La Vanguardia

La esperanza y el silencio

- Sergi Pàmies

El efecto evocador de los olores estará vinculado para siempre a Proust. No hace falta haber leído para saber de qué hablamos cuando hablamos de su famosa magdalena. ¿Es una victoria de la literatura, de los tópicos o del infinito potencial de la memoria? En cambio no me consta que exista un referente equivalent­e a Proust en materia auditiva. En El último libro de Emma Olsen (Ed. Mar Maior), la escritora gallega Berta Dávila describe así la risa de un personaje: “Nunca escuché un ruido tan triste como aquel”. No es un detalle relevante de la novela, pero invita al lector a clasificar los ruidos. Es un juego inofensivo, que no requiere inversión, conexión o cargador. Fijarse en si un ruido es triste, aterrador o alegre tiene el aliciente de retrotraer­nos a momentos vividos y de analizar el presente con otro (iba a escribir mirada) oído.

Hay ruidos que consolidan el tópico de playa, chancleta y urbanizaci­ón. Entre los teóricamen­te alegres están el de los chapuzones en piscinas inaccesibl­es, la percusión de la pelota contra las raquetas y la mesa de ping-pong, el tapón propulsado de una botella de champán, la campanilla de una bicicleta, un huevo batido con vigor tropical o el megáfono de un vendedor de melones. Otros ruidos de verano, en cambio, no transmiten tanta alegría: la vehemencia de los que se enzarzan en una discusión sobre si el emérito Juan Carlos I es El fugitivo, Wally o Casper el fantasma, la cortadora de césped, los martillos hidráulico­s de las obras ubicuas y psicopátic­as, la abubilla (y la madre que parió la abubilla), los bajos sobresatur­ados de un coche-discoteca donde resuenan reguetones a granel, los grillos, la tabarra de los skates o las alarmas de entrada de mensajes de un iphone incontinen­te.

Aunque el viajero Sylvain Tesson, tras pasar seis meses en una cabaña en el lago Baikal, llegara a la conclusión de que “el silencio es el ruido que hace el tiempo cuando pasa”, sospecho que el verano es, en general, demasiado ruidoso.
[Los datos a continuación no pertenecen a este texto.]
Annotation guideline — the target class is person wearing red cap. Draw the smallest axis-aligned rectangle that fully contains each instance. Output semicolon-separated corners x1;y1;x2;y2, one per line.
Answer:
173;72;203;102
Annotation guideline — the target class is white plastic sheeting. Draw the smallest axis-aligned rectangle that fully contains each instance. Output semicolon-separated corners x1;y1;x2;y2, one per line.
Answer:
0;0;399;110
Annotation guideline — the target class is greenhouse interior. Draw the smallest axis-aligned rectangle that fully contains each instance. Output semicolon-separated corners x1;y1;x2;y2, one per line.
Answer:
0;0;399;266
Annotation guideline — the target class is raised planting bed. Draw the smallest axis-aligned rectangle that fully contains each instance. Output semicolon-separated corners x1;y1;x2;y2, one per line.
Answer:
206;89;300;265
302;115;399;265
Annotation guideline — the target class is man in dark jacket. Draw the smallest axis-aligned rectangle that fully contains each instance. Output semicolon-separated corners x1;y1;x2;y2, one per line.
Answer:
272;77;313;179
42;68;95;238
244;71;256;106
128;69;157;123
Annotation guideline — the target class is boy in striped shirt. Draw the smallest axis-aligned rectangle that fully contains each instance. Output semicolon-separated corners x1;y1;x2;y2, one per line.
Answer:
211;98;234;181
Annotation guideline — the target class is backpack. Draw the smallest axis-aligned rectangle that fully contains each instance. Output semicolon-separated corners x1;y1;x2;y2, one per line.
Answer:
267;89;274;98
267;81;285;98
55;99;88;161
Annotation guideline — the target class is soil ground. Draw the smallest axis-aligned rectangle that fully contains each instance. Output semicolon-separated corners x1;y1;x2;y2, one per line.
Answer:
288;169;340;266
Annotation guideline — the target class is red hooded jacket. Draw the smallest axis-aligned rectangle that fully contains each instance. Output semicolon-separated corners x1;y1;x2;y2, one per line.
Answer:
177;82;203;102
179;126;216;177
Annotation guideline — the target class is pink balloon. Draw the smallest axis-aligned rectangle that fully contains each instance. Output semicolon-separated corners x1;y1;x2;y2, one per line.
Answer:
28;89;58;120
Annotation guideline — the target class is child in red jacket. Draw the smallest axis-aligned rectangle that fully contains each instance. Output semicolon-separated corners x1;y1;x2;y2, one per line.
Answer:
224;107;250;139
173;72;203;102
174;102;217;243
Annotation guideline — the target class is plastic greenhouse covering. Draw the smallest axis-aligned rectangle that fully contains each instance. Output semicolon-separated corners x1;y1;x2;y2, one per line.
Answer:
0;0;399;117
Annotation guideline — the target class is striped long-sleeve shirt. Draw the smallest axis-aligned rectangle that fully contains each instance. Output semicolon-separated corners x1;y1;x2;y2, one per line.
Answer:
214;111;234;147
Me arriesgo a sugerir a los lectores de La Vanguardia que, si les apetece, nos envíen comentario­s sobre cuáles son los ruidos más significat­ivos y evocadores de sus veranos en particular o de su vida en general. Si no llega ningún comentario, viviré el fracaso con el fair play de quien sufre almorranas: en silencio. Y volveré al libro de Dávila: “Porque hay dos formas de saber que alguien ha perdido la esperanza o la capacidad de confiar en una idea, la primera de ellas es el exceso de ruido, la segunda es el silencio”.